Angiogenesis Laboratory, Department of Medical Oncology, VU University Medical Center, Amsterdam, The Netherlands.
Oncogene. 2013 Jan 17;32(3):363-74. doi: 10.1038/onc.2012.49. Epub 2012 Mar 5.
The endothelium plays a pivotal role in the progression of solid tumors and is considered a highly relevant target for therapy. However, it emerges that current clinical angiogenesis inhibitors that act through inhibition of tumor-derived growth factors are prone to inducing drug resistance. Therefore, markers of tumor endothelial cells (ECs) themselves provide attractive novel therapeutic targets. In a screen for markers of tumor angiogenesis, we recently identified high-mobility group box 1 (HMGB1), known to act as proinflammatory cytokine and chromatin-binding molecule. Here we report on the role of HMGB1 in angiogenesis by showing that its overexpression is associated with an increased angiogenic potential of ECs. HMGB1 stimulates the expression of players in vascular endothelial growth factor and platelet-derived growth factor signaling, both in vitro and in vivo. Importantly, we show that HMGB1 triggers and helps to sustain this proangiogenic gene expression program in ECs, additionally characterized by increased activity of matrix metalloproteinases, integrins and nuclear factor-κB. Moreover, we found that HMGB1 is involved in several autocrine and/or paracrine feedback mechanisms resulting in positive enforcement of HMGB1 expression, and that of its receptors, RAGE (receptor for advanced glycation end products) and Toll-like receptor 4 (TLR4). Interference in HMGB1 expression and/or function using knockdown approaches and antibody-mediated targeting to break this vicious circle resulted in inhibited migration and sprouting of ECs. Using different in vivo models, therapeutic efficacy of HMGB1 targeting was confirmed. First, we demonstrated induction of HMGB1 expression in the chicken embryo chorioallantoic membrane (CAM) neovasculature following both photodynamic therapy and tumor challenge. We subsequently showed that anti-HMGB1 antibodies inhibited vessel density in both models, accompanied by a reduced vascular expression of angiogenic growth factor receptors. Collectively, these data identify HMGB1 as an important modulator of tumor angiogenesis and suggest the feasibility of targeting HMGB1 for multi-level cancer treatment.
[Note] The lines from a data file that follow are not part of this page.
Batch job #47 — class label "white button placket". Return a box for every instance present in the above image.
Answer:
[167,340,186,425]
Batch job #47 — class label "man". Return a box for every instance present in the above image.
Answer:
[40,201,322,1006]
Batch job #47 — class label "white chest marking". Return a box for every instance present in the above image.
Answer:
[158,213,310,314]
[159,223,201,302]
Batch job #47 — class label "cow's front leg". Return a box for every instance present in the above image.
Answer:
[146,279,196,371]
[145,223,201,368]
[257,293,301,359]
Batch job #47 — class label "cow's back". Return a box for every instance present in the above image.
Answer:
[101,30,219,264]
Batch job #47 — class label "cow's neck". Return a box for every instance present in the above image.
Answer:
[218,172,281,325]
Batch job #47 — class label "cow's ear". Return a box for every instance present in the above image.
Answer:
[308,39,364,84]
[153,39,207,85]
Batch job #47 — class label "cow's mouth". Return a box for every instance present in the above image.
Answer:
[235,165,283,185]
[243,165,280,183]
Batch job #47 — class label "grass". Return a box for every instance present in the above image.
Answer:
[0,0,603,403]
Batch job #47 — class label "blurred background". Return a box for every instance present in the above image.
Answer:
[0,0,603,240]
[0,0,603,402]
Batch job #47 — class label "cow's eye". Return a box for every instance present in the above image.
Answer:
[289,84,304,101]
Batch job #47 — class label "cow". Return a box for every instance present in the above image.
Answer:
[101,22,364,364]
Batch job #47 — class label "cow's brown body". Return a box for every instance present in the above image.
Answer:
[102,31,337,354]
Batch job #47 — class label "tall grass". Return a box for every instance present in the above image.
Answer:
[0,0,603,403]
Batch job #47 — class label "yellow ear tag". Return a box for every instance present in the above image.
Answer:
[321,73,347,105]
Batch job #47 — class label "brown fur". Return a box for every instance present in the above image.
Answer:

内皮细胞在实体瘤的进展中起着关键作用,被认为是治疗的一个非常相关的靶点。然而,目前通过抑制肿瘤衍生的生长因子来发挥作用的临床血管生成抑制剂容易产生耐药性。因此,肿瘤内皮细胞(EC)本身的标志物提供了有吸引力的新的治疗靶点。在筛选肿瘤血管生成标志物的过程中,我们最近发现高迁移率族蛋白 B1(HMGB1),已知作为促炎细胞因子和染色质结合分子。在这里,我们报告了 HMGB1 在血管生成中的作用,表明其过表达与 EC 的血管生成潜力增加有关。HMGB1 刺激血管内皮生长因子和血小板衍生生长因子信号通路中蛋白的表达,无论是在体外还是体内。重要的是,我们表明 HMGB1 在 EC 中触发并有助于维持这种促血管生成基因表达程序,其特征还包括基质金属蛋白酶、整合素和核因子-κB 的活性增加。此外,我们发现 HMGB1 参与了几个自分泌和/或旁分泌反馈机制,导致 HMGB1 表达及其受体 RAGE(晚期糖基化终产物受体)和 Toll 样受体 4(TLR4)的表达增强。使用敲低方法和抗体靶向进行的 HMGB1 表达和/或功能的干扰导致 EC 的迁移和发芽受到抑制。使用不同的体内模型,证实了 HMGB1 靶向的治疗效果。首先,我们证明了在鸡胚绒毛尿囊膜(CAM)新生血管中,光动力疗法和肿瘤挑战后 HMGB1 的表达均被诱导。随后,我们表明抗 HMGB1 抗体抑制了两种模型中的血管密度,同时降低了血管中血管生成生长因子受体的表达。总之,这些数据表明 HMGB1 是肿瘤血管生成的重要调节剂,并表明靶向 HMGB1 进行多层次癌症治疗的可行性。